W historycznym, opuszczonym domku winiarskim przy ul. Ceglanej 3 ma powstać miejskie centrum edukacji winiarskiej i punkt informacyjny.
Historia domu winiarskiego z ul. Ceglanej sięga 1872 r. Stanął przy Wzgórzu Winnym, pośród winnic. Na zdjęciu z początków XX wieku ze zbiorów Muzeum Ziemi Lubuskiej widać, że był jednym z nielicznych budynków w okolicy, otoczony przez winnice i sady.
Dziś panorama tej części Zielonej Góry zmieniła się diametralnie, ale ceglany domek w niemal niezmienionej formie wciąż stoi, i to w ważnym turystycznie miejscu – bardzo blisko Palmiarni i miejskiej winnicy na Wzgórzu Winnym. Przeplata się tu zresztą historia przed- i powojennego zielonogórskiego winiarstwa. Tuż obok znajduje się dom, w którym mieszkał Grzegorz Zarugiewicz, chyba najważniejszy powojenny winiarz Zielonej Góry, który umiejętność uprawy winorośli przywiózł z Zaleszczyk na Podolu.

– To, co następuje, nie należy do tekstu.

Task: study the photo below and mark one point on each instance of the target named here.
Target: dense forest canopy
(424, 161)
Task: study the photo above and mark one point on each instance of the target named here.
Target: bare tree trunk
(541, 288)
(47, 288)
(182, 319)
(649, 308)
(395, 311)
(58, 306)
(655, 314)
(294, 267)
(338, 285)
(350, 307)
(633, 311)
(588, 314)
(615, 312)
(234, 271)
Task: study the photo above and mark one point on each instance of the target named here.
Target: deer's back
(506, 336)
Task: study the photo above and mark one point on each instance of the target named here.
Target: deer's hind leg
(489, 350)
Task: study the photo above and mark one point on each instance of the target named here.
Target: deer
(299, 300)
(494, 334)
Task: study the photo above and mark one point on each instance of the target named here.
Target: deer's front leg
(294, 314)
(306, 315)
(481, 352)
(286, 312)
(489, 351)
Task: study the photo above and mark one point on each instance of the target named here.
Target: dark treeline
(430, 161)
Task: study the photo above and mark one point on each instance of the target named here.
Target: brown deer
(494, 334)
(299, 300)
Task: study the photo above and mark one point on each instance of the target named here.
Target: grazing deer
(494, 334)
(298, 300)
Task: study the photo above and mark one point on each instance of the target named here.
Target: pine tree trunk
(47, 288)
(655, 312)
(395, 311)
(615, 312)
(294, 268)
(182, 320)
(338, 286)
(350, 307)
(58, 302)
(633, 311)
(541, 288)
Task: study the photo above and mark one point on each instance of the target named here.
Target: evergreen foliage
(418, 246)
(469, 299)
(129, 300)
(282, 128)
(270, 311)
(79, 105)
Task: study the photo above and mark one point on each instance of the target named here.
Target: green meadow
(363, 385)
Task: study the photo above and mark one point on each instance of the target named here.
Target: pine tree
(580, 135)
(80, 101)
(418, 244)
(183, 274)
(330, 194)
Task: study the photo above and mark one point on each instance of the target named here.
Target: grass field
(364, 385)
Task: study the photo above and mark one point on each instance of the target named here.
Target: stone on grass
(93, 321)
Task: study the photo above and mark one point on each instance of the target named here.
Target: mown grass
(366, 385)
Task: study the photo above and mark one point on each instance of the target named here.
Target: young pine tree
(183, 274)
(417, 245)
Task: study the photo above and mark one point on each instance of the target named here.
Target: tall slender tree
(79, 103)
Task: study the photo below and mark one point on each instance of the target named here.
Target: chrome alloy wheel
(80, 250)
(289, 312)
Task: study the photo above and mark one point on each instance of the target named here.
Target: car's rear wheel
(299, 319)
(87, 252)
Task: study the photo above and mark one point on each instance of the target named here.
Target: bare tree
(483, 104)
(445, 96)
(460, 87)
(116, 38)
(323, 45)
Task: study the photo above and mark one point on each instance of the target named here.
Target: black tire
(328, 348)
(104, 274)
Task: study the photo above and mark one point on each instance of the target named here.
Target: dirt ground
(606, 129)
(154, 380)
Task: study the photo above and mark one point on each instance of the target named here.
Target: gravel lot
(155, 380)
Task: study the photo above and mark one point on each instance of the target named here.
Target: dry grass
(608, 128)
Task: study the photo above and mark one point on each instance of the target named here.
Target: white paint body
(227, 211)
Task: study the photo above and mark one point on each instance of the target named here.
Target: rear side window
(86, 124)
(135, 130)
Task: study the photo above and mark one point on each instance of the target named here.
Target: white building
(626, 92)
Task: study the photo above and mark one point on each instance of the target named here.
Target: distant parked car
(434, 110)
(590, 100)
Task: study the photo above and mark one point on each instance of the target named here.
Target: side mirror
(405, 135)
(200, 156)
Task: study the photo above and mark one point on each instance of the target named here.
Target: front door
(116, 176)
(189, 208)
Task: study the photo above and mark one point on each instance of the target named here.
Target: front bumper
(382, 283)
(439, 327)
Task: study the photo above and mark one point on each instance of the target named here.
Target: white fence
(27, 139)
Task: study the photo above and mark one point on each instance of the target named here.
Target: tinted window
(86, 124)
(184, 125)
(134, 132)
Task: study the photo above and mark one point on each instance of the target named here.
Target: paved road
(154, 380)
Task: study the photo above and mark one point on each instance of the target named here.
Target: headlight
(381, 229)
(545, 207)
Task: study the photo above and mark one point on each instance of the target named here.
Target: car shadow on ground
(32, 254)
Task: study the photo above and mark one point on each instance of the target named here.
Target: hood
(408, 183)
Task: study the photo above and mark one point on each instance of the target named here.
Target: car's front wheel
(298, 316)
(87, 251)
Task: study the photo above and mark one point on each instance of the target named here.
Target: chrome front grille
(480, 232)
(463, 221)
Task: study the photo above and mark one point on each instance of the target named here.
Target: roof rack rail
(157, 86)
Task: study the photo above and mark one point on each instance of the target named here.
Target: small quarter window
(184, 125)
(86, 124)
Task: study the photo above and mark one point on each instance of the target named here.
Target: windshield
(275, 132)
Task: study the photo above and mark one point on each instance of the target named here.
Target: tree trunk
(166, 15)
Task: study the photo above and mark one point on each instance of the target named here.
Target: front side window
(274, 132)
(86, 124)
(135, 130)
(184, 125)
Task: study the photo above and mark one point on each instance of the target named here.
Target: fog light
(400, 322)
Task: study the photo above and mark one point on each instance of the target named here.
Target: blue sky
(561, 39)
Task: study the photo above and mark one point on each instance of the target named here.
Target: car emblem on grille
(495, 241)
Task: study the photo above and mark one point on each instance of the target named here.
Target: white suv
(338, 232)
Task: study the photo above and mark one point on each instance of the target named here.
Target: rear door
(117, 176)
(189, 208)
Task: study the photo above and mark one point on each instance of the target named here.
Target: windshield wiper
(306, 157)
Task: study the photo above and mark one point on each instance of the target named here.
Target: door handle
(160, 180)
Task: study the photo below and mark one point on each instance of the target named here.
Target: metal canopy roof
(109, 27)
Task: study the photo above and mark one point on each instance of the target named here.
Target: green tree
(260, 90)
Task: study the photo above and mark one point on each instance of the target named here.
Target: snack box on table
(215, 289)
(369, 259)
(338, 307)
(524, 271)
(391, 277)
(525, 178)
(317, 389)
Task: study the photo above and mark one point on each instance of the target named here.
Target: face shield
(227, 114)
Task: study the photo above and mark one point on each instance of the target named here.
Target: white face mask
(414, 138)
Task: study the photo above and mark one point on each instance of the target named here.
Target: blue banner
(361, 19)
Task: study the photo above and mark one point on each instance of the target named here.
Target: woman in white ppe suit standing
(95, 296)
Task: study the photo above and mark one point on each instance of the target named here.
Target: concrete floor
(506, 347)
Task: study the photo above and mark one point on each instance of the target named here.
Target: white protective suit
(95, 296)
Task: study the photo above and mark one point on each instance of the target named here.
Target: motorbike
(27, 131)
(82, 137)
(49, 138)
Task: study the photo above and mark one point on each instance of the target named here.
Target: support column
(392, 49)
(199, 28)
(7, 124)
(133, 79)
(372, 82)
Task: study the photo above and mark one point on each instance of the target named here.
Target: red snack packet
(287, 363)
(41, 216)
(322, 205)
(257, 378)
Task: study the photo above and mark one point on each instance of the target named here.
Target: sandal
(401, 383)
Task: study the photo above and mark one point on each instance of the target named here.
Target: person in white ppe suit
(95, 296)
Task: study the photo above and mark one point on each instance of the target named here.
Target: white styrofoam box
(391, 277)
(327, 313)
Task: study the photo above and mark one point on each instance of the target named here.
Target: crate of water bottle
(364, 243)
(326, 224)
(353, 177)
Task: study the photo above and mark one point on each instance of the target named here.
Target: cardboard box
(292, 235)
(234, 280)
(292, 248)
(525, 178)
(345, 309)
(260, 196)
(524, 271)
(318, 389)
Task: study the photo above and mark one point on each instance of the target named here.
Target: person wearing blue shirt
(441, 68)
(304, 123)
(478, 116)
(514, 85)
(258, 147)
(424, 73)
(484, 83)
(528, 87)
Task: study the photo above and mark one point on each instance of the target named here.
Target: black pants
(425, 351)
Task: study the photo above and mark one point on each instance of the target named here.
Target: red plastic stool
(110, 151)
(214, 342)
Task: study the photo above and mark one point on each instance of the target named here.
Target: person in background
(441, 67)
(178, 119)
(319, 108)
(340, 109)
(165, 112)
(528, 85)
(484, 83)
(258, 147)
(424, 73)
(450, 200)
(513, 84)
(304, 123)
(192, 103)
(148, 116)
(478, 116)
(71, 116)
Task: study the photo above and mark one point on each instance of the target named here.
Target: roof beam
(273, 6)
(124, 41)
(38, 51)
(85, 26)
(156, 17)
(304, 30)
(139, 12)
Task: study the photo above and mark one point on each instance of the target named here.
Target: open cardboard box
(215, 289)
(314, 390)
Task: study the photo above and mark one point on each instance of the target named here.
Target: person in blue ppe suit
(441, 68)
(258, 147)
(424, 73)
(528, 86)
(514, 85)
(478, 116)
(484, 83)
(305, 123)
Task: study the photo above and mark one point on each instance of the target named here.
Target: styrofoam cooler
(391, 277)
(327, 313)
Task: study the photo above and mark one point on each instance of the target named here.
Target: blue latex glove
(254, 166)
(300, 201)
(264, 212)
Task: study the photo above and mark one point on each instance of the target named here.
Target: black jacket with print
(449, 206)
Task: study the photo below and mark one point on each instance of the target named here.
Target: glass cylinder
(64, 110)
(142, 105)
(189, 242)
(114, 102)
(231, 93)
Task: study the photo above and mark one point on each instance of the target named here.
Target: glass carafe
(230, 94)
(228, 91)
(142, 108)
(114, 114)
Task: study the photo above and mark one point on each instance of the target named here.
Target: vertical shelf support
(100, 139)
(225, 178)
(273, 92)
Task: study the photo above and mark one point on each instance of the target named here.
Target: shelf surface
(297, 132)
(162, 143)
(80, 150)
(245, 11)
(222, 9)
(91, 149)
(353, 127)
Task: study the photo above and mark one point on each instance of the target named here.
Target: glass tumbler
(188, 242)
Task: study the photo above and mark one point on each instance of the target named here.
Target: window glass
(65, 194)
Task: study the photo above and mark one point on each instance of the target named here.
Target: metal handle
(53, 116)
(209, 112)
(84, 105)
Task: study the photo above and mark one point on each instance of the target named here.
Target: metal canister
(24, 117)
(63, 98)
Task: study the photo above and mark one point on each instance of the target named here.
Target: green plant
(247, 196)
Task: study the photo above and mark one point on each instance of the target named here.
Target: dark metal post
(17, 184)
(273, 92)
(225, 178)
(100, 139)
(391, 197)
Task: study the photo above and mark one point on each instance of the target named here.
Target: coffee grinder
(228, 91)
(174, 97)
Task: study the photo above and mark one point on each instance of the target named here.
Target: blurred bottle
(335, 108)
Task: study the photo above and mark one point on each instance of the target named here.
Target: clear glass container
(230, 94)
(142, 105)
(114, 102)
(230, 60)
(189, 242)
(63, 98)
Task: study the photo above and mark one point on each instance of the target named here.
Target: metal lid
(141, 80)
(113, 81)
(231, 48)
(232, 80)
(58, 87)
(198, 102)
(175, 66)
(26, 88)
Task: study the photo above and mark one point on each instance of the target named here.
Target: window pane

W 2016 r. ówczesne władze Zielonej Góry chciały wyburzyć należący do miasta dom z ulicy Ceglanej, wysiedliły z niego mieszkańców. Konserwator zabytków nie zgodziła się jednak na rozbiórkę (budynek jest wpisany do ewidencji zabytków), a w obronie budynku stanęli społecznicy i m.in. obecny prezydent Marcin Pabierowski, wtedy radny Platformy Obywatelskiej.
Od prawie 10 lat budynek stoi pusty, z zamurowanymi oknami. Miasto chce, by to się zmieniło. W ceglanym budynku ma powstać miejskie centrum edukacji winiarskiej i punkt informacyjny.
– Na szczęście budynek zachował się w swojej pierwotnej formie architektonicznej. Chcemy go zachować, ożywić. Zielonogórzanie i turyści będą mogli się tu zatrzymać, poznać historię tego miejsca i winiarskiej Zielonej Góry. Będziemy prowadzili szereg działań edukacyjnych dla młodzieży. Uczyli ich nasadzeń, uwrażliwiali na winiarstwo – mówił w środę na konferencji prasowej prezydent Zielonej Góry Marcin Pabierowski.
Prezydent podkreślał, że winiarstwo jest niezwykle ważnym elementem Zielonej Góry. – Wyróżniamy się w skali kraju winiarską historią i kulturą. Musimy to wykorzystać, promować, przyciągać turystów. Kładę na to ogromny nacisk.
Krzysztof Fedorowicz, winiarz z winnicy Miłosz w Łazie, a od niedawna miejski winogrodnik (formalnie specjalista ds. kultury winiarskiej), podkreślał, że celem nowego centrum ma być zaszczepienie mieszkańcom tradycji związanych z uprawą winnego krzewu. – Winorośl to nie tylko wino. To przyroda, bioróżnorodność, ekologia. Mam nadzieję, że będą tu przychodziły klasy ze szkół podstawowych i średnich. Będziemy szli na winnicę na Wzgórzu Winnym, uczyli się przycinać krzewy.
Joanna Malon, wiceprzewodnicząca rady miasta z PO, mówiła, że miasta i regiony płacą często ogromne pieniądze, by wykreować swoją markę. – Zielona Góra ma to za darmo i już teraz. To winiarstwo. Dbanie o winiarską markę Zielonej Góry jest naszym obowiązkiem. Trzeba zrobić wszystko, co możliwe, żebyśmy byli stolicą polskiego wina. To korzyści w sferze ekonomicznej, turystycznej. Po prostu opłaca nam się dbać o to, co dostaliśmy w spadku od historii.
Prezydent Marcin Pabierowski podkreślał też, że miasto remontuje Salę Szeptów, czyli historyczną piwnicę winiarską przy ul. Sowińskiego 3. Jest jedną z największych w mieście, ma 40 metrów długości. Dzierżawi ją Fundacja Tłocznia. Remont skończy się w czerwcu, piwnicę będzie można obejrzeć podczas Dni Otwartych Piwnic Winiarskich.